With stern and austere astonishment he thought It was like it was not until Mrs. Hines called me and I heard her and saw her face and knew that Byron Bunch was nothing in this world to her right then, that I found out that she is not a virgin And he thought that that was terrible, but that was not all.
There was something else.
His head was not bowed.
He stood quite still in the augmenting dawn, while thinking went quietly And this too is reserved for me, as Reverend Hightower says.
I’ll have totell him now.
I’ll have to tell Lucas BurchIt was not unsurprise now.
It was something like the terrible and irremediable despair of adolescence Why, I didn’t even believe until now that he was so.
It was like me, and her, and all the other folks that I had to get mixed up in it, were just a lot of words that never even stood for anything, were not even us, while all the time what was us was going on and going on without even missing the lack of words.
Yes.
It ain’t until now that I ever believed that he is Lucas Burch.

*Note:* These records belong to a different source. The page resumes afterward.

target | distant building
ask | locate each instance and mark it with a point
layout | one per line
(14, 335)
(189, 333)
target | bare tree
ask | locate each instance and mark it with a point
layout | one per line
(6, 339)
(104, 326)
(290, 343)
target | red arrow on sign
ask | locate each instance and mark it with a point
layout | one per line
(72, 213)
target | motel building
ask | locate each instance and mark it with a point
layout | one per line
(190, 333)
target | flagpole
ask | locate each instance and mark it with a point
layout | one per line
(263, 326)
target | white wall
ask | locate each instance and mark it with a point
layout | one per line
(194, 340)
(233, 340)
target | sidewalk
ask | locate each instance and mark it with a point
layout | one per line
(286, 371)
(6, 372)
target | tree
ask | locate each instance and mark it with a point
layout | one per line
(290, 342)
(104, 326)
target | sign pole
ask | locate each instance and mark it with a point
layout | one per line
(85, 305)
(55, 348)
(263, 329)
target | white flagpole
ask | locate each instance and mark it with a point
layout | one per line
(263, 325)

That there ever was a Lucas Burch.
‘Luck,’ Hightower says; ‘luck.
I don’t know whether I had it or not.’
But the doctor has gone on into the cabin.
Looking back for another moment, Hightower watches the group about the cot, hearing still the doctor’s cheery voice.
The old woman now sits quietly, yet looking back at her it seems but a moment ago that he was struggling with her for the child, lest she drop it in her dumb and furious terror.
But no less furious for being dumb it was as, the child snatched almost from the mother’s body, she held it high aloft, her heavy, bearlike body crouching as she glared at the old man asleep on the cot.
He was sleeping so when Hightower arrived.
He did not seem to breathe at all, and beside the cot the woman was crouching in a chair when he entered.
She looked exactly like a rock poised to plunge over a precipice, and for an instant Hightower thought She has already killed him.
She has taken her precautions well beforehand this time Then he was quite busy; the old woman was at his elbow without his being aware of it until she snatched the still unbreathing child and held it aloft, glaring at the old sleeping man on the other cot with the face of a tiger. Then the child breathed and cried, and the woman seemed to answer it, also in no known tongue, savage and triumphant.
Her face was almost maniacal as he struggled with her and took the child from her before she dropped it.
“See,” he said. “Look!
He’s quiet.
He’s not going to take it away this time.”
Still she glared at him, dumb, beastlike, as though she did not understand English.